Hay muchos ejemplos a lo largo de la historia humana que dan cuenta de la manera de superar el odio, el resentimiento y el miedo. Y aquellos Estados que lo hicieron son hoy más prósperos y con mayor felicidad y calidad de vida para sus habitantes; países que ciertamente tienen diversidad cultural y justamente sus políticas de Estado y su institucionalidad emergen de pactos con agendas, con detallados documentos de acuerdos de políticas públicas, pero en el fondo con el requisito primigenio y esencial de desterrar el odio, superar el miedo y generar confianza.

En Bolivia casi no hemos dado pasos para cumplir estas tres tareas, mucho menos, obviamente, para construir políticas de Estado e institucionalidad. Se gasta mucha energía en escuchar a los asesores, varios de ellos “odiadores profesionales”; sí, esos mismos que tienen historias de vida personales llenas de odios y resentimientos y que siempre, estratégicamente, logran acomodarse en todos los gobiernos, en todos los partidos y al lado de casi todos los líderes políticos.

Ellos que hacen del odio su forma de vida, de hecho lucran con él; están cobrando algún sueldo en algún lugar, gracias a sus sesudos análisis y encendidos discursos llenos de historias de conspiración, odios, chismes, intrigas y, claro, miedo, porque su habilidad mayor es infundir miedo en las bases, en los funcionarios afines y, sobre todo, en el jefe, que también los necesita, pues al frente hay odiadores igual o peores que el suyo.

Los odiadores tienen miradas sesgadas y parciales de la realidad, y por ello resulta extraño que los grandes líderes políticos, de uno y otro lado, y que son lo que son por tener una gran capacidad de comprensión de la realidad diversa cultural, política e ideológica del país o de su región, suelan hacer mayor caso a los asesores odiadores que al sentido común y a la necesidad de sentarse con el otro, con el diferente, con el adversario circunstancial.

Si pudiéramos hacer a un lado a los agoreros del odio y asumiéramos que nuestros líderes fueran capaces de sentarse en una misma mesa para generar acuerdos, parece que el problema fondo está en la mezquindad, en la necesidad de ganar, de imponerse al otro, de vencerlo y rendirlo. Cosa claramente improbable en nuestro país actual, donde el empate catastrófico está más vigente que nunca y donde los juicios y las persecuciones fueron y vinieron de todos lados y no doblegaron ni a los unos ni a los otros. 

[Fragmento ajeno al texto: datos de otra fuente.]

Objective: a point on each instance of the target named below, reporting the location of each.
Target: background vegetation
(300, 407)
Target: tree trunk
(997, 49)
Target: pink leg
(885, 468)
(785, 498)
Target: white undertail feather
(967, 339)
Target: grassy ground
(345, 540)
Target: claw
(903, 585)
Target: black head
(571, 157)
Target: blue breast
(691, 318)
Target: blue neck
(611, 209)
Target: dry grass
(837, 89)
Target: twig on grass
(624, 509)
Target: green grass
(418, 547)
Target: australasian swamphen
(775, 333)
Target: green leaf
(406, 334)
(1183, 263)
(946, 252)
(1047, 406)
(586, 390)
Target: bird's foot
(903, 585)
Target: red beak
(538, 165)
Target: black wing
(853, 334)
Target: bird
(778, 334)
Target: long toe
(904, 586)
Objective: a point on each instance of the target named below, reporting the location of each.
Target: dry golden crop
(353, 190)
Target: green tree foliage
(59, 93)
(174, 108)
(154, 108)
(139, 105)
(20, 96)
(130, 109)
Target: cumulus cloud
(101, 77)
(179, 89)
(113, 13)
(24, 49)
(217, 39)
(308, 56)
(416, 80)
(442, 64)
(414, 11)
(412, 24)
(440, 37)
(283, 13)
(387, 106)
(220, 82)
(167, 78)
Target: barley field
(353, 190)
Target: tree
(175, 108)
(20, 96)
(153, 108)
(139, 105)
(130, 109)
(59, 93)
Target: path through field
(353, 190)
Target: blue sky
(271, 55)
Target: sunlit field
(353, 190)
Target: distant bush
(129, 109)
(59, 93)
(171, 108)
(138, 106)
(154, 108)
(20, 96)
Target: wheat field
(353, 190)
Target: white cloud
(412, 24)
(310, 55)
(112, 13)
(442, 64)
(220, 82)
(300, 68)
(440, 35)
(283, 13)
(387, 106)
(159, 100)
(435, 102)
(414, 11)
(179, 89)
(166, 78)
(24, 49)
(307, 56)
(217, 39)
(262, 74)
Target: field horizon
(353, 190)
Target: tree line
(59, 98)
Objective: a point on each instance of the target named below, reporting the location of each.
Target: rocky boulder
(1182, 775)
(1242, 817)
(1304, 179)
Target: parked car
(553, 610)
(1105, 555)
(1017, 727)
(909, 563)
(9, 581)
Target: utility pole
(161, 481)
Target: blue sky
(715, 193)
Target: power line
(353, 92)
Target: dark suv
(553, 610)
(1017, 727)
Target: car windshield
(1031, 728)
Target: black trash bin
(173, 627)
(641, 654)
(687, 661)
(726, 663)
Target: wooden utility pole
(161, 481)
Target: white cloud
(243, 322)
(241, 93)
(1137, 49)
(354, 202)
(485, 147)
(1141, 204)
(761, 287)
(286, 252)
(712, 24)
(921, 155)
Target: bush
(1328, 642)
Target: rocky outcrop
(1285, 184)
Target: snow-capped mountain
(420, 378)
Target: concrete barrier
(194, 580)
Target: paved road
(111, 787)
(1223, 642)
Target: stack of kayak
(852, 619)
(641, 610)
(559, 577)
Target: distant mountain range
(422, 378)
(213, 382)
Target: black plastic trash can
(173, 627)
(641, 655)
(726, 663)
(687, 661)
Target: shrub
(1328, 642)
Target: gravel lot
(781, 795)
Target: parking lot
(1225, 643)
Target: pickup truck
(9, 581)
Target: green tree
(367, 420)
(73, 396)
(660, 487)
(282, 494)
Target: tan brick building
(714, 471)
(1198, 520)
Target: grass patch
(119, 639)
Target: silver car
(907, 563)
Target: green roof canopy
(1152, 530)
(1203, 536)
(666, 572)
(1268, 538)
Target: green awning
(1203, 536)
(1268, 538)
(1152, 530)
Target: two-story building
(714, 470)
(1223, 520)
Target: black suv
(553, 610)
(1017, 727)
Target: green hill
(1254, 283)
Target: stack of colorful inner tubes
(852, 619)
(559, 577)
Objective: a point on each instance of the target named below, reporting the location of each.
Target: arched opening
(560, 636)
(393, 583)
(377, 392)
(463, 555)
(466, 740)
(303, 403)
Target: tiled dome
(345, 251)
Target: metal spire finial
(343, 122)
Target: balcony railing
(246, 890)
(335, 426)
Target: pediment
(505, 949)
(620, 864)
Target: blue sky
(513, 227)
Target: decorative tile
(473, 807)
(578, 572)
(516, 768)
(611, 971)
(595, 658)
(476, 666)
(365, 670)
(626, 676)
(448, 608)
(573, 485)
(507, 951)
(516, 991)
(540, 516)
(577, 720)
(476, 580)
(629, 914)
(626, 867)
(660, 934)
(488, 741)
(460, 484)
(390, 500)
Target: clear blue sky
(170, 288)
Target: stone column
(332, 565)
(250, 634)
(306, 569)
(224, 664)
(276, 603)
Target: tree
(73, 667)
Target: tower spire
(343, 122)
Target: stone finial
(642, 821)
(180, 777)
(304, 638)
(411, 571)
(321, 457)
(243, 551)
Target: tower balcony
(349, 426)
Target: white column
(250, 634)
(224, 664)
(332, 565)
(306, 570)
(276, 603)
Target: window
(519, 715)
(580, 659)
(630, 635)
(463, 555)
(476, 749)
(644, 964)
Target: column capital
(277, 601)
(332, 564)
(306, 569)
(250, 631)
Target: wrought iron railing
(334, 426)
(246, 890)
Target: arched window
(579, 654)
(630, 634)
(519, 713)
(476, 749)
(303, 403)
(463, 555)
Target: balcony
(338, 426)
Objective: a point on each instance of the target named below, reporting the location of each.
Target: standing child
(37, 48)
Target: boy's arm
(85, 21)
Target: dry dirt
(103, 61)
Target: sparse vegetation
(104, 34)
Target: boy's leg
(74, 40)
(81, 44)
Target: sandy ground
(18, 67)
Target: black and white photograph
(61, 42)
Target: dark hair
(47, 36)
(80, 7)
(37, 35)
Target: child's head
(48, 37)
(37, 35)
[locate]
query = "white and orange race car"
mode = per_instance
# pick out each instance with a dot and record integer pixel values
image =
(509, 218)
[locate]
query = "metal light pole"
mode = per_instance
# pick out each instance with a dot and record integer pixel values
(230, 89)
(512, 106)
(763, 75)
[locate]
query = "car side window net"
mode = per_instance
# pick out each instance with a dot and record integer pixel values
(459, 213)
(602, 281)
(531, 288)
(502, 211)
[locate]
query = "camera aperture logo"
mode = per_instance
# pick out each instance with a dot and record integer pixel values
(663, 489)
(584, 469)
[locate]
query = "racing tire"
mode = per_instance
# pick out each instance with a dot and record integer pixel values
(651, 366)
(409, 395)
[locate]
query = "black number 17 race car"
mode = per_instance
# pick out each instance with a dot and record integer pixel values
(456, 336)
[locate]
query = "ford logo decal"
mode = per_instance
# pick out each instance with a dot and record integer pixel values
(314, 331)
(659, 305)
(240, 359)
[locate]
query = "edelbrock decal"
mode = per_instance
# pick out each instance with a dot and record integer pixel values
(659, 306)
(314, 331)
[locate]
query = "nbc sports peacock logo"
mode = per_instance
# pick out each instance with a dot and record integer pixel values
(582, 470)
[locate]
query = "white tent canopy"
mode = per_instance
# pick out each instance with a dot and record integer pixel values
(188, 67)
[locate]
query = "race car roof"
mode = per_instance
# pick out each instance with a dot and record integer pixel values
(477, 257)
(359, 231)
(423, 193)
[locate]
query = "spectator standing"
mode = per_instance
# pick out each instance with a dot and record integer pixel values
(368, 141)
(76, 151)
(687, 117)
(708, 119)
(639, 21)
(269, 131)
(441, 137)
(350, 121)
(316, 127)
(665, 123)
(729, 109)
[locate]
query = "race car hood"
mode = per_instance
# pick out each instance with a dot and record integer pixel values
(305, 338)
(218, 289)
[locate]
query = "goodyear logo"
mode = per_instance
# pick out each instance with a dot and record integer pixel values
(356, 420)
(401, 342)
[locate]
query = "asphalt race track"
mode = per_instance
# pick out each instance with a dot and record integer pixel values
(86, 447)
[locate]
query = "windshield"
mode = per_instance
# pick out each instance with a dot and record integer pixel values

Es que la polarización y radicalización no está en los líderes,  a quienes se puede apresar o exiliar; la polarización y radicalización está en la gente, en el área rural y en los barrios populares, en los de clase media y en los residenciales. Es la gente la que no se doblegará, ni en uno ni en otro lado. Y sí, es la misma gente que entiende el sentido común de las cosas y que entiende que aún siendo diferentes podemos entendernos y ponernos de acuerdo en 10 cosas, en 10 temas sensibles y estratégicos para el futuro del país y para el de los ciudadanos. Lo que falta, entonces, es la decisión política de los líderes de tener sentido común y dejar de lado su mezquindad.

 


Luis Revilla  es abogado y fue alcalde de La Paz.